If a tribunal upholds an employee’s complaint concerning the handling of a flexible working request, you may be required to reconsider the employee’s application. Alternatively, or in addition, the employee may be awarded compensation, additionally, issues over flexible working could also lead to other claims (see below).
A mishandled flexible working request might lead to a potential discrimination claim. For example, if your flexible working policy has a greater impact on one sex over another (or on one particular employee because of their sex) you may face claims of indirect sex discrimination.
The ACAS guidance on flexible working, mentioned above, recommends that employers and managers should avoid making assumptions when assessing flexible working requests. All requests should be assessed consistently and with regard to business circumstances.
However, acting consistently does not necessarily mean that you can adopt a blanket flexible working policy – accepting or refusing all requests. If a dispute arises, a tribunal will look at any discrepancies in the acceptances or refusals of flexible working requests.

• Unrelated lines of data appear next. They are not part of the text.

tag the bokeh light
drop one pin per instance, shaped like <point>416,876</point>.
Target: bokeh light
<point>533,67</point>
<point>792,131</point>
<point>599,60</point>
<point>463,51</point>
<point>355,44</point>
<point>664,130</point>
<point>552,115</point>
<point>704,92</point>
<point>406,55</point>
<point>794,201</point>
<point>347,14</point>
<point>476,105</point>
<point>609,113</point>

If your policy is found to be indirectly discriminatory, it might be possible to argue that it was a proportionate means to a legitimate aim – i.e.: that there was a good business, commercial or administrative reason for the difference in treatment.
Consideration of flexible working requests should be based on real operational needs and decisions should be objectively justifiable.
In general terms, a constructive dismissal occurs where an employee feels forced to resign because of the actions of their employer.
To be successful in a claim, the employee must show that their employer has committed a fundamental breach of contract that is sufficiently serious to justify the employee’s resignation – and that the resignation was due to that particular breach. The breach could be a one-off event or just one instance in a longer history of events.
Unreasonably refusing an employee’s flexible working request, or even handling a reasonable refusal badly, could constitute one of these events and expose you to a potential constructive dismissal claim.